Was wir nicht wissen:
Nicht endgültig geklärt ist die Frage, wie ansteckend Kinder sind. Vieles deutet daraufhin, dass sie nicht nur seltener Symptome zeigen, sondern auch tatsächlich seltener das Virus weitergeben. Das Problem ist: "Wir wissen nicht, wie groß der Anteil der infizierten Kinder ohne Symptome ist. Wahrscheinlich sind sie weniger ansteckend als Erwachsene, sicher nicht mehr ansteckend." Dies dürfte auch umso mehr gelten, je jünger die Kinder sind. Warum es aber gerade in Israel zu einer Häufung von Fällen in Schulen gekommen ist, ist noch unklar. Schnelle PCR-Tests im Herbst werden deshalb unumgänglich sein.
Medikamente und Therapie
Was wir wissen:
In den vergangenen Wochen gab es zwei Erfolgsmeldungen: Remdesivir (hemmt die Virenvermehrung) kann den Krankheitsverlauf verkürzen, unklar ist noch die Auswirkung auf die Sterberate. Das entzündungshemmende Präparat Dexamethason senkt die Sterblichkeit. Diese Präparate stehen für zwei Medikamentengruppen: Antivirale Medikamente in der früheren Krankheitsphase zum Stopp der Virenvermehrung bzw. um zu verhindern, dass Viren in (Lungen-)zellen eindringen (z. B. das "Penninger-Medikament" APN01). Und in der zweiten Phase antientzündliche Medikamente: Sie sollen die Abwehrreaktionen des Körpers so begrenzen, dass diese nicht noch mehr Schaden anrichten als die Viren selbst.
Was wir nicht wissen:
Welcher Ansatz langfristig bedeutsamer sein wird. "Es scheinen die Medikamente, die das Immunsystem bremsen, bei schwer Kranken doch sehr gut zu wirken. Es ist durchaus möglich, dass diese Medikamente in Zukunft das Rennen machen als wirksame Therapie von Covid-19, weil eben bei schweren Verläufen die Überreaktion des Immunsystems so eine große Rolle spielt", sagt Würzner. Auch noch nicht bekannt ist, wie gut das von Josef Penninger entwickelte Präparat APN01 wirkt, das die Infektion von Zellen blockiert und entzündlichen Reaktionen in der Lunge entgegenwirkt.
Zweite Welle
Was wir wissen:
Lockerungen der Maskenpflicht oder der Beschränkungen von Veranstaltungen lassen die Fallzahlen steigen.
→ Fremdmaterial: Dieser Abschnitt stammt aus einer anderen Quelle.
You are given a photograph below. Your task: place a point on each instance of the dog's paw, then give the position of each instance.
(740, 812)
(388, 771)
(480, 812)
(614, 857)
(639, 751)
Viele Experten wollen aber nicht von einer zweiten Welle reden: "Diese würde ein Überschwappen auf die ganze Bevölkerung bedeuten", so Wiedermann-Schmidt. "Sars-CoV-2 tritt jedoch in Clustern auf." Würzner spricht von "Glutnestern", die man löschen muss.
Was wir nicht wissen:
Wo die nächsten Cluster aufpoppen. Dazu muss es "Superspreading-Events" geben, viele Menschen, wenig Platz.
Wetter und Temperatur
Was wir wissen:
Coronaviren halten vor allem die UV-Strahlung nicht aus: Diese inaktiviert sie. Darüber hinaus besteht eine gewisse Empfindlichkeit gegenüber höheren Temperaturen.
Was wir nicht wissen:
Wie groß die Effekte sind, ist unklar. Offenbar spielen sie aber bei einer Bevölkerung ohne Immunität gegen das Virus keine allzu große Rolle: Sonst würden z. B. nicht in den derzeit sehr heißen südlichen US-Bundesstaaten die Fallzahlen so stark steigen.